The athletics department typically retires jerseys of those who achieve national player of the year recognition, but LaRose said the department makes exceptions in circumstances such as Polk's.

"That's our history and tradition when we lose a student athlete," she said. "It's an honorary retirement of their jersey for student-athletes that we've lost."

LaRose said that while Polk's jersey is retired, it is ultimately up to Bonvicini to retire Polk's No. 00.

"Coaches still have the option to not use the number, but we leave it up to the coaches, that way we have the best of both worlds," LaRose said.

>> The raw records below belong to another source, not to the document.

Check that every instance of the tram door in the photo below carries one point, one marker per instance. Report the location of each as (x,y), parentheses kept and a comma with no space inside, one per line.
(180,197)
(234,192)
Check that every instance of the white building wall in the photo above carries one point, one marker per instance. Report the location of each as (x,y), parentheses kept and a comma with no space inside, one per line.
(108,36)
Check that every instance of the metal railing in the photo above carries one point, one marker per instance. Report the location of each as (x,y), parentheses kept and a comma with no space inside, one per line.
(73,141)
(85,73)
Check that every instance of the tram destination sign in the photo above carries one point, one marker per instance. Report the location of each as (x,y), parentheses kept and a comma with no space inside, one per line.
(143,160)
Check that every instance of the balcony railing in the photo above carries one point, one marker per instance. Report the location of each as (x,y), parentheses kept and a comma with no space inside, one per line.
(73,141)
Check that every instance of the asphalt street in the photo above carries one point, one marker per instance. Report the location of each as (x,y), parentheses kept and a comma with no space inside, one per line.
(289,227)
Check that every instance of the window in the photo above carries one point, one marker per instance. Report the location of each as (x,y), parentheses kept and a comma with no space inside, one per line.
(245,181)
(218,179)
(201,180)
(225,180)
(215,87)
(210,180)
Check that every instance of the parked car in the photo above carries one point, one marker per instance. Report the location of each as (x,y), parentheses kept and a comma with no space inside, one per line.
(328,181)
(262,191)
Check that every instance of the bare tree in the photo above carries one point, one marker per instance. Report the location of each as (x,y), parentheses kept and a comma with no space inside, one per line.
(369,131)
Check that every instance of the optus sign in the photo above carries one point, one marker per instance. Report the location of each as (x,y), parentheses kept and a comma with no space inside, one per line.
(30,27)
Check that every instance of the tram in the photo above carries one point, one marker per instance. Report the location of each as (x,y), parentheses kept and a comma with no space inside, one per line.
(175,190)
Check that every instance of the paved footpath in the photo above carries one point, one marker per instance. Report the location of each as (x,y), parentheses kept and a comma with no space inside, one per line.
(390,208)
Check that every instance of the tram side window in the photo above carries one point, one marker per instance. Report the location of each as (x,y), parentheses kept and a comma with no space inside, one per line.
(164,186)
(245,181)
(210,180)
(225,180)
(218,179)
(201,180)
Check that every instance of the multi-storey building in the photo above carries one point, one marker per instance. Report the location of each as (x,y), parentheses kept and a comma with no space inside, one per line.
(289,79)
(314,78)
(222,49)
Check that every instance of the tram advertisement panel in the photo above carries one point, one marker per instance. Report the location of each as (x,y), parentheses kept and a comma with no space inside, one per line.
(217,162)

Polk's number is visible on all Arizona jerseys, as every sports team honors her with a "00" patch. The Arizona cheerleaders, the Wilma and Wilbur Wildcat mascots and the Wildchair wheelchair basketball team also don the patches.

Bonvicini said that Nike has agreed to make special shoes with Polk's name and number, which the team will wear throughout the season.

The team has held two moments of silence for Polk, one before the team's annual Red-Blue Game on Nov. 1 and the other before the Wildcats' exhibition game against Cal Poly Pomona on Nov. 6. Before the team introductions at every home game, a short statement in Polk's memory will be read.

Although her memory will be an inspiration throughout the season, Bonvicini said her team is not going to win games for Polk.

"What happens if you would lose a game?" she said. "It has to be just her inspiration."

"The whole team is dedicating the whole season to her," said junior guard Joy Hollingsworth. "We know she'll be a sixth man out there."

Bonvicini said the death of Polk has changed how she coaches her team.

"We want her memory to stay with people and I believe that she will continue to inspire people," she said. "I know she has inspired me. She's made me as a coach much more vulnerable, which is not necessarily a bad thing. I just feel that I'm closer and can talk in different ways to my team."

Bonvicini added that while each day is difficult, the team has made it through the most trying time.

"My job as their coach is to be a good leader, to help them and to help inspire them through all this," she said. "I think the hardest thing that we faced was a few weeks ago (after Polk's death). That week was surreal. We were numb."